Grußwort von Bundespräsident Johannes Rau beim Empfang für die Stipendiaten der Alexander von Humboldt-Stiftung

Schwerpunktthema: Rede

Bonn, Villa Hammerschmidt, , 15. Juni 2004

Meine Damen und Herren,

herzlich willkommen im Park der Villa Hammerschmidt! Manche von Ihnen haben meine Frau und ich eben schon gesehen, als wir durch die Lüfte kamen. Ich freue mich darüber, dass heute Wissenschaftler aus aller Welt bei uns zu Gast sind, und besonders freue ich mich darüber, meine Damen und Herren, dass Sie Ihre Partner und die Kinder mitgebracht haben.

Die Humboldt-Familie bietet nicht nur ein reiches Netz an wissenschaftlichen Kontakten, die sich über die ganze Welt verteilen und die mithelfen, das Ideal einer Wissenschaft Wirklichkeit werden zu lassen, die die nationalen Grenzen überschreitet. Die Humboldt-Familie ist eine richtige Familie, mit engen persönlichen Bindungen, die weit über das kollegiale Miteinander hinausgehen.

Sie alle, meine Damen und Herren, sind für einen längeren Forschungsaufenthalt hier nach Deutschland gekommen, Sie möchten mit deutschen Wissenschaftlern und Kollegen aus vielen anderen Ländern zusammenarbeiten und die Angebote der deutschen Wissenschaftslandschaft nutzen. Das ist noch etwas ganz anderes als der Austausch mit Fachleuten bei einer internationalen Konferenz. Ihr Forschungsaufenthalt hier bringt mit sich, dass Sie sich auch auf Deutschland und auf seine Menschen einlassen. Darum bin ich froh darüber, dass viele von Ihnen mit ihren Familien gekommen sind. Da muss eine neue Wohnung gesucht werden, die Kinder müssen sich in die Kindergärten und Schulen einleben und neue Freunde finden, und alle müssen eine neue Sprache lernen. Das ist gewiss nicht immer leicht.

Aber Sie werden reich belohnt. Sie sammeln während Ihres Aufenthalts in Deutschland nicht nur wichtige fachliche Erkenntnisse. Sie erwerben sich weitere Verdienste in der Wissenschaft und Sie knüpfen auch persönliche Beziehungen, die oft ein Leben lang halten, und Sie gewinnen einen tiefen Einblick in die Kultur unseres Landes und die Eigenheit der Menschen, die hier leben.

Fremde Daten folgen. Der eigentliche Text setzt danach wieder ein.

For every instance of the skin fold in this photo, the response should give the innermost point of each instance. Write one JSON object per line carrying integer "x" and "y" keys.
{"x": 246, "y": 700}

Ganz gewiss werden Sie immer wieder auch an Grenzen stoßen. Vielleicht werden Sie nie ganz warm mit der deutschen Sprache, aber vielleicht machen Ihnen auch ganz andere Dinge Sorgen: das Wetter, die deutsche Küche oder dass es in Deutschland keine allgemeine Tempobegrenzung auf Autobahnen gibt. Ich wünsche Ihnen aber, dass Sie diese Grenzen nicht als unüberwindliche Hindernisse erleben, sich in Deutschland alles in allem wohl zu fühlen.

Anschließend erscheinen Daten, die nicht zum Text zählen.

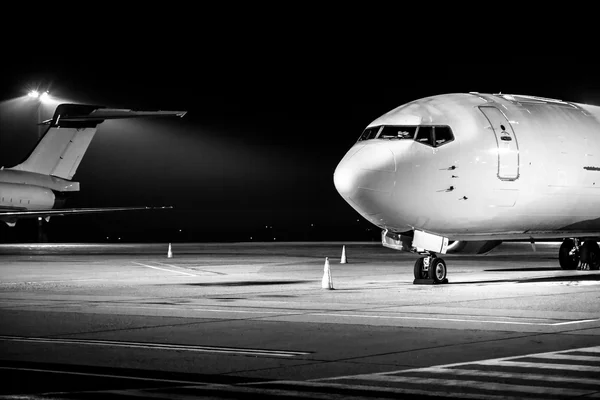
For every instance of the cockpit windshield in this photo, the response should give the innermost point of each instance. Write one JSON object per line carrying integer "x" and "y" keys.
{"x": 430, "y": 135}
{"x": 398, "y": 132}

Neue Erfahrungen machen das Kennen lernen anderer Länder so reizvoll: Dass man sie in ihrem Anderssein erlebt und lieben lernt, einiges davon gerne mit nach Hause nimmt, anderes nicht.

Darum freue ich mich darüber, dass ich Sie heute hier begrüßen kann. Das zeigt: Deutschland ist nach wie vor ein weltweit angesehener und beliebter Partner in den Wissenschaften. Sie alle sind in Ihren jeweiligen Fachgebieten sehr erfolgreich, und darum hat die Alexander von Humboldt-Stiftung Sie zu Forschungsaufenthalten nach Deutschland eingeladen. Sie sind dieser Einladung gefolgt, weil Sie - so hoffe ich - davon überzeugt sind, Ihre Arbeiten in Deutschland entscheidend voranbringen zu können. Die guten Erfahrungen und die vielen Kontakte, die Sie anschließend mit nach Hause nehmen werden, bereichern wiederum dort nicht nur Ihre Arbeit, sondern die ganze Wissenschaftslandschaft.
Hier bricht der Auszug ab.